The Bop Shop 12.15.23 -Tony Vacca-

tony vacca, “streetwise”

from: rhythm and flow, 2008

Tony Vacca: balafon, dun-djun, snare drum, rattles; Tim Moran: saxophone, Derrik Jordan: electric violin: Jo Sallins: electric bass; Steve Leicach: djembe; Massamba Diop: tama drum.


Using giant West African balafons, twenty tuned gongs, djembes, djun-djun, talking drums and an outrageous percussion drumset, Tony Vacca creates a unique blend of rhythm, word, and drum that has come to be the signature of his work.  

Tony and Massamba Diop, the tama (aka talking drum) percussionist who has played with Baaba Maal for decades, created the Senegal America Project  www.tonyvacca.com/page-one bringing Senegalese musicians to the ears of the western world while reaching out to those in need in Senegal. I was lucky enough to join Tony, Massamba and others (shout out to Jean Butler, the organizer extraordinaire of these trips) for a week in Senegal in 2011.  We brought soccer balls and shirts to schools, painted classrooms, held a blood pressure and other health issues screening day in Guinaw Rails (the “other side of the tracks” in Dakar) and enjoyed the beauty of Sobobade (founded in the 1970s by Haitian Gérard Chenet).
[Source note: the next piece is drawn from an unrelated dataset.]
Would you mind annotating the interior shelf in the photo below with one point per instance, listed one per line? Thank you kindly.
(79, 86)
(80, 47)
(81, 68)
I first heard Tony when doing radio at WCUW, playing the music of Tony and Tim Moran.  I first saw Tony and company live at Mechanics Hall on New Year’s Eve many years ago.  A wall of gongs and a stage full of drums of all kinds. He’s a poet, a percussionist, a bringer of West African music to the western world. If there’s a whiff of patchouli in the air, turn around; Tony’s probably in the room.